Some providers offer selective invoice finance, allowing you to discount invoices from only some of your customers, or even pick individual invoices to discount. This can be useful if you have a new, large customer on lengthy terms or only need occasional financing, for instance to stock up ahead of Christmas.
These extra options make invoice financing more useful than ever, but thorough research is needed before signing up.
How much does it cost?
Typically, a service fee is levied as a percentage of business turnover plus a discount margin, typically ranging from 0.5% to 4%, which is equivalent to the interest rate. There are fees for setup, which can be complex and need careful scrutiny. For selective invoice finance, fees may be levied if the volume of invoices discounted falls below a certain threshold.

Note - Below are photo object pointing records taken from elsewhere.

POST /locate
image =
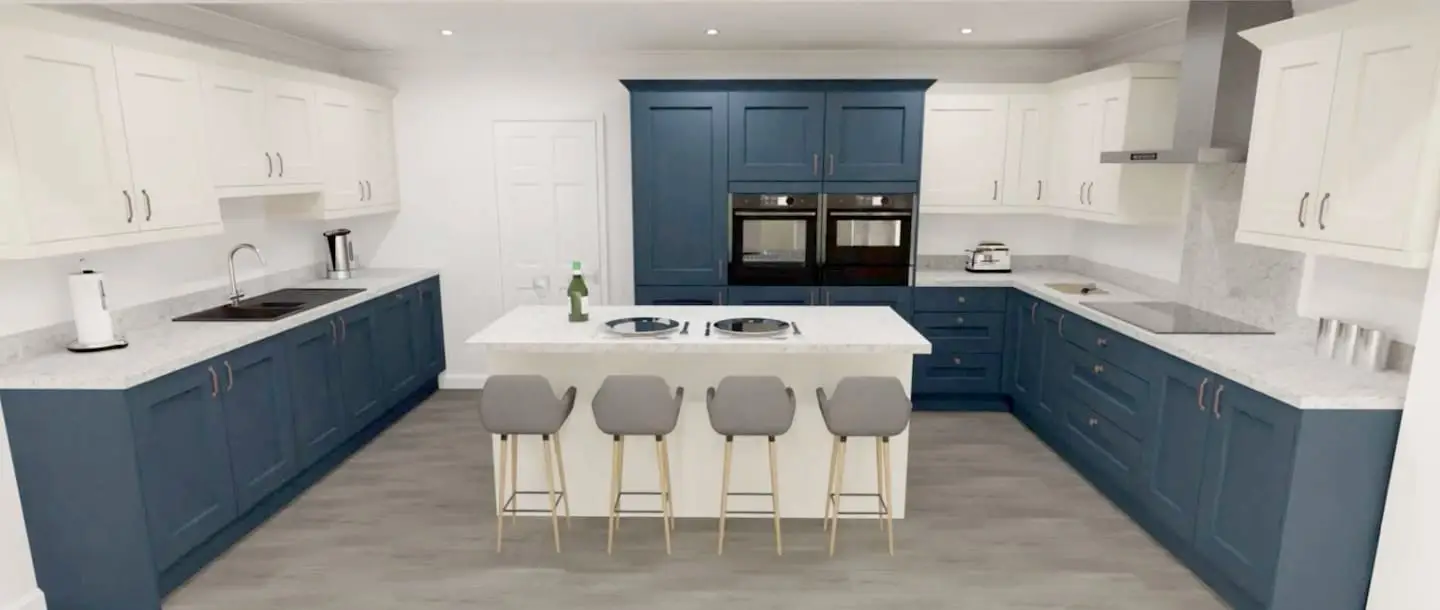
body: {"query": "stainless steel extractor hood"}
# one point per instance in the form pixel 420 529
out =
pixel 1217 84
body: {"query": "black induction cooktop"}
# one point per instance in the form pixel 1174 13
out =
pixel 1171 318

One additional issue to examine: what is the cancellation period if you find the policy isn't right or no longer needed? Fees for early termination vary widely.
What if the customer doesn’t pay?
A vital question. Invoice discounting protects you from late payment but it offers no protection against non-payment. If the customer goes out of business, it will be taken out of your facility balance.
Invoice finance providers typically for an additional fee will add bad debt protection. But it's possible to get trade credit insurance from a different provider—and there may be excellent reasons to do so.
First, shopping around may yield a better price.
Second, you can personalise. Trade credit insurance from a specialist provider can be customised for sectors with specific needs, such as media, recruitment, contractors or the travel industry. This can include options such as getting paid if a customer fails before you have issued an invoice but have incurred costs for work-in-progress. You can also broaden cover, for instance getting trade credit insurance for your whole customer base while only financing some of your invoices.
3 reasons to buy trade credit separately from invoice finance:
- It might be cheaper
- You can customise instead of taking the standard offering
- Working directly with a trade credit insurance specialist helps reduce risk in other ways
Adam Stevens comments: “We've saved businesses a lot of money by working directly with us.”
This ability to shop around make buying invoice finance a little more complex. But buying invoice finance is an important step and needs careful consideration. Done right, it can transform a business, releasing cash to fund growth and reducing risk.